High Noon

 Réalisation : Frank Zinnemann

  Sortie : 1952

  Genre : Western

  Durée : 85 minutes

 

 

Highnoonwide

 

Les six coups de midi

 

Western culte de Fred Zinnerman, Le train sifflera trois fois (en français) réussit la prouesse d’être un grand film dissimulant habilement une attaque politique. Les deux lectures du film sont passionnantes.

 

Attente sous tension

 

High Noon est avant tout un grand western, sans toutefois respecter tous les codes du genre. Dans une petite ville perdue dans le grand Ouest, Will Kane, un shérif s’apprête  à partir à la retraite quand il apprend que son ennemi juré est sur le retour. Frank Miller, un bandit qui a terrorisé la ville cinq ans auparavant, condamné à mort par ce shérif est déterminé à prendre sa revanche. Il arrive par le train de midi.

La majorité du film se passe donc dans cette attente de l’ennemi. Fred Zinnerman arrive avec brio à faire de cet absent, une figure terrifiante. Tout le village le craint et le décrit comme un monstre. On ne sait jamais vraiment ce qu’il a fait : pas de flash-back, pas de récit, seulement la peur réelle et perceptible de l’ensemble d’un village.

Le film s’ouvre sur les acolytes de Frank Miller qui se réunissent à la gare, quelques heures avant l’arrivée du train. On a l’occasion de voir le terrible regard de Lee Van Cleef qui fait sa première apparition au cinéma. Son rôle est plus que minime, mais son physique immédiatement remarquable lui permettra d’incarner l’un des méchants les plus célèbres du cinéma américain quelques années plus tard. Une musique accompagne cette première séquence, une chanson pour être précis, qui résume parfaitement l’esprit du film, (« I can’t be leaving until I shoot Frank Miller dead ») plus efficace que n’importe quel synopsis, cette rengaine accompagnera tout le film et sera comprise progressivement par le spectateur, qui l’aura en tête plusieurs jours après le film. ( je la sifflote encore en écrivant cet article).

Les intrigues du village sont régulièrement coupées par des plans sur les trois acolytes patientant tranquillement à la gare, ou sur une pendule dont les coups semblent annoncer les coups de revolver.

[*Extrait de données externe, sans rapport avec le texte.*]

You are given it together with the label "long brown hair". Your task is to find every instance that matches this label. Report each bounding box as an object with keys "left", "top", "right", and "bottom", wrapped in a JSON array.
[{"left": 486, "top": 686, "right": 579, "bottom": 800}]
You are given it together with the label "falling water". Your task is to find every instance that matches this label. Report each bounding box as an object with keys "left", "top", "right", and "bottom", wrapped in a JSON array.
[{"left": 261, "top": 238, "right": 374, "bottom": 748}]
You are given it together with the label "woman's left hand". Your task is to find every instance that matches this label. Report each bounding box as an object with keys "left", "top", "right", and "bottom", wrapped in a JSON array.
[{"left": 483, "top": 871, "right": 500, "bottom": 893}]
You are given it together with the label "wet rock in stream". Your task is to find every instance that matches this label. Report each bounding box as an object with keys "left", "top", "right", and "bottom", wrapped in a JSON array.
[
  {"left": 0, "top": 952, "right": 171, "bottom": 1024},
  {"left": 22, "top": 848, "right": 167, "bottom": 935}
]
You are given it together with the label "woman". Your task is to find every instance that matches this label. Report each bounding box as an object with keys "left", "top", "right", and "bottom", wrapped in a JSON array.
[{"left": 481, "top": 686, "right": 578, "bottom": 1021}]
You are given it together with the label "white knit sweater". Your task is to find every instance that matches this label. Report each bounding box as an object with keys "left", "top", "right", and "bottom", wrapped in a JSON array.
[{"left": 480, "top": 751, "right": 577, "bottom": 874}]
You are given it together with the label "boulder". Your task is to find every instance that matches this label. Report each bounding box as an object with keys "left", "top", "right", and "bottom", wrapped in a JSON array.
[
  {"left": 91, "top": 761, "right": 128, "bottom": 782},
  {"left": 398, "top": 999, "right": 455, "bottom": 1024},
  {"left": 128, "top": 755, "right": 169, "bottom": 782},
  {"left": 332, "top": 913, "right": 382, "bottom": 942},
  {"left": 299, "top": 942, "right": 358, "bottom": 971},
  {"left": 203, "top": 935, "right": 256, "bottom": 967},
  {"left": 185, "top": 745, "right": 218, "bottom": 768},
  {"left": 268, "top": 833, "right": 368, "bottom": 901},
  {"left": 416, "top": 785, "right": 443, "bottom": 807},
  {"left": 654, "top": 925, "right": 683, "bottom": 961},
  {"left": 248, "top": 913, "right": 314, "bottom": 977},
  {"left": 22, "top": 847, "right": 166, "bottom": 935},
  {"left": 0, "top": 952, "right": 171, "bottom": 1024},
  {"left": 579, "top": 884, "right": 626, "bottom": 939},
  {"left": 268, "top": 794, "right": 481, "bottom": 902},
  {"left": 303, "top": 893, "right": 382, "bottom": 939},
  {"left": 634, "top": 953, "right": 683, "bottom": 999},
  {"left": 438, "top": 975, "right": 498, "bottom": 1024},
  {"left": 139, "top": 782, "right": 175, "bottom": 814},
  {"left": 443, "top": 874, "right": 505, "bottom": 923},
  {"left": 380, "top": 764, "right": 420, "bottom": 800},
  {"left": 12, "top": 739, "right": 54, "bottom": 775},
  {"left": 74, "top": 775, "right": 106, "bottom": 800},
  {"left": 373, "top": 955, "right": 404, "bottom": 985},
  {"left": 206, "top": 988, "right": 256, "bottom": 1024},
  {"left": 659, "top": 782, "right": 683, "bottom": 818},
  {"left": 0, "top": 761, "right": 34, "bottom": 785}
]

Frank Miller est aussi présent sur les lèvres de tous les habitants et chaque discussion tourne autour de cet affrontement inévitable. La tension ne peut donc que monter tandis que les aiguilles continuent à tourner et que le soleil s’approche de son zénith. Il est bientôt midi.

 

High noon clock

La pendule d'argent qui dit : je t'attends.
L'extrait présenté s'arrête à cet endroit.